The immiscible displacement in complex porous media plays a crucial role in two-phase flow and holds significant research significance in the field of enhanced oil/gas recovery, such as gas-driven processes, gas–water alternation, and foam-based driving [1,2,3,4,5]. During gas driving, a complex gas–liquid immiscible mode will form after continuous gas injection into the reservoir. Generally, the gas is a non-wetting phase, and a liquid film acting as the wetting phase will stick on the walls of the pores. The existence of liquid film may cause the phenomenon of snap-off. Therefore, it is necessary to understand the gas–liquid flow state in the pore–throat system to further study the snap-off mechanism during the gas–liquid immiscible displacement.

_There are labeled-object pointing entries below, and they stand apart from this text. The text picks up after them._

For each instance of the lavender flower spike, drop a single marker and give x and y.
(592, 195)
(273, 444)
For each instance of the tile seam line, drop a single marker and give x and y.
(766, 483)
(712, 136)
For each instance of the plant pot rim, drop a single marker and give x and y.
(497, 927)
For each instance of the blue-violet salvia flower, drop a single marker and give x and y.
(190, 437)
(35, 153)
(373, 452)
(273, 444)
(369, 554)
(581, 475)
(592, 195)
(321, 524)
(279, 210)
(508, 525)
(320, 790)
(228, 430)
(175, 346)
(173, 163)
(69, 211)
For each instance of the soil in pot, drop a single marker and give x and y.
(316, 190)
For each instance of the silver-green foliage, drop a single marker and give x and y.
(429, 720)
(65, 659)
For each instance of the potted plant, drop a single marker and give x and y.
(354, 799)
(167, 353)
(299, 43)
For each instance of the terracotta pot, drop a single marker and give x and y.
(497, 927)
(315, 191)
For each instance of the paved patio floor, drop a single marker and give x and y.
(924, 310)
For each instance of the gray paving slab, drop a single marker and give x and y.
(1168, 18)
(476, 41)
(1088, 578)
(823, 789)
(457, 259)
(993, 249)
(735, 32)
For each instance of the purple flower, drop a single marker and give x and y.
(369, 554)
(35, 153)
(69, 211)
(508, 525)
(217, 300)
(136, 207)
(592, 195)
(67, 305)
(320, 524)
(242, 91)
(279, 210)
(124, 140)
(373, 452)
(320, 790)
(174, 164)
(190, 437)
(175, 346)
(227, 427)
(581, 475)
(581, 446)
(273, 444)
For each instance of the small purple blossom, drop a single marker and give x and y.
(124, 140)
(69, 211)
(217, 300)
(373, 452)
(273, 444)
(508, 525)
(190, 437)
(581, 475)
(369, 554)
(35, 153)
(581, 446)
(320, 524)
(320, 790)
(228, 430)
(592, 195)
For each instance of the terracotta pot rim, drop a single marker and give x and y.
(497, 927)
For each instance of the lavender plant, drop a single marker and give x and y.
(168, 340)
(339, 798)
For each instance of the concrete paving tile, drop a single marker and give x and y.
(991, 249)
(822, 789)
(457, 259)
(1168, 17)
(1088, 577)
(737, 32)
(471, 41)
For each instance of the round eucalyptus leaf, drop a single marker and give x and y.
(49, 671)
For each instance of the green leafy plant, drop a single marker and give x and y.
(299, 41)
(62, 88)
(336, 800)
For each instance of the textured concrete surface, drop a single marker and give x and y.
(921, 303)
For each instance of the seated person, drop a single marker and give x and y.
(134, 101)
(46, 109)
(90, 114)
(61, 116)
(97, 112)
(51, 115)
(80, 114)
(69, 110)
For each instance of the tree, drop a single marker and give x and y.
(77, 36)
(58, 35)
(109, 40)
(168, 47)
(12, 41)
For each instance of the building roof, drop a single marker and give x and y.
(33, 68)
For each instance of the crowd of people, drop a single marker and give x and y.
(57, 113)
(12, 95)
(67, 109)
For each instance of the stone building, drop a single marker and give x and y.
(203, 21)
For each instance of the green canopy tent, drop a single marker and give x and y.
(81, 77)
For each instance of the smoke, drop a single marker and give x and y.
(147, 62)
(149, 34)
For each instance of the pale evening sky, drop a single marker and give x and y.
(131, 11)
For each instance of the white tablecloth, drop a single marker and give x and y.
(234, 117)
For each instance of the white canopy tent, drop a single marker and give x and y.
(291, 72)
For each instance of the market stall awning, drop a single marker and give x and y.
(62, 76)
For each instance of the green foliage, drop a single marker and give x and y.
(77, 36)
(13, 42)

Lots of theoretical and experimental works have studied the snap-off mechanism in gas–liquid two-phase flow process. In terms of theoretical analysis, Roof [6] established a static criterion for predicting snap-off based on the capillary pressure balance at pore throats. He pointed out that when the minimum throat radius is less than half of the pore radius, the wetting phase refluxes along the pore wall, which leads to a snap-off of the non-wetting phase. Gauglitz et al. [7] also proposed the snap-off criterion for a constricted cylindrical pore–throat system, and pointed out that the capillary number has a certain impact on the occurrence of snap-off and its influence depends on the pore–throat width radio. Ransohoff et al. [8] further provided static snap-off criteria for pores with square and triangular sections, and found that snap-off is more likely to occur in the throat with non-circular sections. However, most of the criteria above only considered the static mechanical equilibrium at the pore throat without considering the influence of dynamic flow for the fluids. Tsai et al. [9] found that the bubble will not snap-off if the capillary number is too large or too small. Deng et al. [10,11] by expanding the static snap-off criteria of circular and non-circular neck constricting pore–throat systems, found that the previous static criteria were too conservative in predicting snap-off, and the high capillary number would inhibit the occurrence of snap-off even if the throat system reached the static criteria for the occurrence of snap-off. In terms of experiments, with the development of the microfluidic model, a large number of scholars use it to carry out visual experiments on the phenomenon of snap-off in two-phase flow. Tian et al. [12] used 2D micromodels to study the phenomenon of snap-off during gas–water flow and verified the static criterion proposed by Roof et al. By using a 2D rectangular cross-section micromodel, Cha et al. [13] studied the mechanism of bubble snap-off and obtained a good consistency with the theoretical model they proposed. Tetteh et al. [14] observed the oil phase snap-off in the course of low-salinity water flooding through the use of the microfluidic model. Wu et al. [15] experimentally studied the snap-off in snakelike pore–throat structures, and believed that throat length and width had a certain influence on snap-off.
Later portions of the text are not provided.